Where do I even begin with this one? This album is a bonafide masterpiece. This was directly after 808s and Heartbreak so for something like this to come about is just amazing. Kanye is constantly reinventing himself but this album was a million steps in the right direction. With production from people like No I.D, RZA, and Mike Dean, MBDTF is a diverse project—arguably the most diverse project in his discography. There are some pop elements, some electro-style elements, and some rock elements. The features on this project, are some of the best you’ll ever hear: Rick Ross on “Devil In A New Dress”, Pusha T on “Runaway”, Nicki Minaj on “Monster”, Kid Cudi and Raekwon on “Gorgeous”, Rihanna on “All Of The Lights”, the list goes on. On the song “Gorgeous”, you get a beautiful Kid Cudi hook over an electric guitar while Kanye speaks of social injustices.
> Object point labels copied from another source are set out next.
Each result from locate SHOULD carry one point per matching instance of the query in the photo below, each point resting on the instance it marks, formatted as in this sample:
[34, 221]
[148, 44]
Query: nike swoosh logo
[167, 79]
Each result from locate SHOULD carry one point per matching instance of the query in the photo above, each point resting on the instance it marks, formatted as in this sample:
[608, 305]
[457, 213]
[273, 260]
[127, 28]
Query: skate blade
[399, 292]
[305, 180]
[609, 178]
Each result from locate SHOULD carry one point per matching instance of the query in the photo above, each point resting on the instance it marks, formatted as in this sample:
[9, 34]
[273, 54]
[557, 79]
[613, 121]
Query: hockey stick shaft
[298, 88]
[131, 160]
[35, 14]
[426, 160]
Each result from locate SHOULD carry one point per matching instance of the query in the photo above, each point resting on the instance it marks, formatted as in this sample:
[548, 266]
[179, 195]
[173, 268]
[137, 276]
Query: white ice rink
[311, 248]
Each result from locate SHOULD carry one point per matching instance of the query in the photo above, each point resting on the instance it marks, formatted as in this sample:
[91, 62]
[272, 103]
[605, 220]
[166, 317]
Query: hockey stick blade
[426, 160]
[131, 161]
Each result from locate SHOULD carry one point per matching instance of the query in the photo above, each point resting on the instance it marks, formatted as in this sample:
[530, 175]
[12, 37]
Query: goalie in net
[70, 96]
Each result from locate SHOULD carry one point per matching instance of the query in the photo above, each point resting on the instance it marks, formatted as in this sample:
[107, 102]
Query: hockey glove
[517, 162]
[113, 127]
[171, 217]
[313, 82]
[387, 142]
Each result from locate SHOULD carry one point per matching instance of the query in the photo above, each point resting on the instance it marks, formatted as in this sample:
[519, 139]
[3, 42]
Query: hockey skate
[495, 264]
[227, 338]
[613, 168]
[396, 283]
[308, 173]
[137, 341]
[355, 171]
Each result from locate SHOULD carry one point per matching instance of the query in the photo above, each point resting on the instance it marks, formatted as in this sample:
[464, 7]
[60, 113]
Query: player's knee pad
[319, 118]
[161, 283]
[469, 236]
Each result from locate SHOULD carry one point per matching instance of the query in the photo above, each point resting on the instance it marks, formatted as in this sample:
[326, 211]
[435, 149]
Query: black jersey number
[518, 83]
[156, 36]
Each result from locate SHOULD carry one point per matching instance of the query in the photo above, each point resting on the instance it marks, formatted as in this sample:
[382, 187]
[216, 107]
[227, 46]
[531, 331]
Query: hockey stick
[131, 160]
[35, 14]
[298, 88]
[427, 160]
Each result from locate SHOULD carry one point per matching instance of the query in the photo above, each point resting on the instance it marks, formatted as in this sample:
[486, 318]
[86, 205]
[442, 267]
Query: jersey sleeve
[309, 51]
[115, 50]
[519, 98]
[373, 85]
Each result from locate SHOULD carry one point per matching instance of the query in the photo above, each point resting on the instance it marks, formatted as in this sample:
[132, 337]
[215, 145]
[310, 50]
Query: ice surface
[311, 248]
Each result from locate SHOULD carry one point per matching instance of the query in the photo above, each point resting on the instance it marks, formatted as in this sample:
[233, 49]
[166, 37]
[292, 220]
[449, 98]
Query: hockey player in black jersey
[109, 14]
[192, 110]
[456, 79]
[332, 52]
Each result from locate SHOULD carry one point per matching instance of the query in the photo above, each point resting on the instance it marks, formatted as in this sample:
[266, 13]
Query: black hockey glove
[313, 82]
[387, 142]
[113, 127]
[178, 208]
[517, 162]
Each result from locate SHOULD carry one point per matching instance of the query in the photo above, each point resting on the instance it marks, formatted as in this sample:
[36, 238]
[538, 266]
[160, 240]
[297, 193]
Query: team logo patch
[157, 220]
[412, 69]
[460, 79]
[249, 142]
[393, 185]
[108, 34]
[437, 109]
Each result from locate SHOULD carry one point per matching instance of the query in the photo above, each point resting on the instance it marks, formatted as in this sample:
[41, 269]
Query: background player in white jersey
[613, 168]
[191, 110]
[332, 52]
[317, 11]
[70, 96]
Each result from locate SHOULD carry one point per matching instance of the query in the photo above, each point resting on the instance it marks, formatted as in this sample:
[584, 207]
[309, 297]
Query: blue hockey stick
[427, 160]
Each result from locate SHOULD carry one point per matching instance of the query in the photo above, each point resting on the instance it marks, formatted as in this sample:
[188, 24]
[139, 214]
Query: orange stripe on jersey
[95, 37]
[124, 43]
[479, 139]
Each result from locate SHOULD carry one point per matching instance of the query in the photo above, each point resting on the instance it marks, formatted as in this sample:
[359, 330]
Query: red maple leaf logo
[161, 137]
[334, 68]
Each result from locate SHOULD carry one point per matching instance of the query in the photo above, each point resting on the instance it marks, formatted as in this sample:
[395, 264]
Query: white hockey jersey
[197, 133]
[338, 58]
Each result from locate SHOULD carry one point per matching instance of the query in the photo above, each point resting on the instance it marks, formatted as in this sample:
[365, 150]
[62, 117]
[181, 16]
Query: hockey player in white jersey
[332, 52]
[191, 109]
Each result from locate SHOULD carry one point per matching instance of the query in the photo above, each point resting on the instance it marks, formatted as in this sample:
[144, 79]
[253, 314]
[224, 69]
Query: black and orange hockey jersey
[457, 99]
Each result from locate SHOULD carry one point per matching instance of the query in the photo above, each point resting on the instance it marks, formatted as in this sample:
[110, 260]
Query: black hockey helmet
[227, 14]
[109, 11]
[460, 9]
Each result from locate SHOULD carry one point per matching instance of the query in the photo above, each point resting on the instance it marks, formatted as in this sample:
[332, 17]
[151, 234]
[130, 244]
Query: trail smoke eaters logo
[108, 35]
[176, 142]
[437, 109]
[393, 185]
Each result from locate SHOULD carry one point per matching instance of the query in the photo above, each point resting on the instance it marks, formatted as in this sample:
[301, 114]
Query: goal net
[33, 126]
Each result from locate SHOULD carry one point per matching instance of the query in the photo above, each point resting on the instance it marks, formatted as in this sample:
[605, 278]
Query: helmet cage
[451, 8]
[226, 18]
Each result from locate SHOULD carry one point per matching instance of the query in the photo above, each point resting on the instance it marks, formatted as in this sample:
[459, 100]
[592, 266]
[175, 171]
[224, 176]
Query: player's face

This is my favorite track on the album and it boasts one of my favorite lines in rap history, “This pimp is, at the top of Mount Olympus, ready for the world’s games, this is my Olympics.” On “Power”, Kanye reaches the peak of his egotistical nature, really bringing out his God complex; embracing his inner asshole with the lines, “it would be a beautiful death, jumping out the window”, meaning the only one who could cost him his power is himself. “Devil In A New Dress” does a beautiful job sampling Smokey Robinson, with Rick Ross spitting one of the hardest verses you’ll ever hear from him. On “Monster”, you get a look into the alter ego of an up-and-coming, Nicki Minaj. She brings a weird but energetic verse with multiple voice inflections. The whole song brings this creepy, horror-based element to the album. On “Hell of A Life”, you get kind of a pre-Yeezus Kanye; rock elements and a gruff beat in the background over some drums. On the track “Runaway”, Kanye does a wonderful job singing on the chorus, giving a toast for some of the most deplorable people. This album has no skips and gives you a little bit of everything being the peak of Kanye’s creativity. This album reminds me of when Michael Jordan came back to the NBA in 1995; Kanye’s return to rap full time—and he did not disappoint.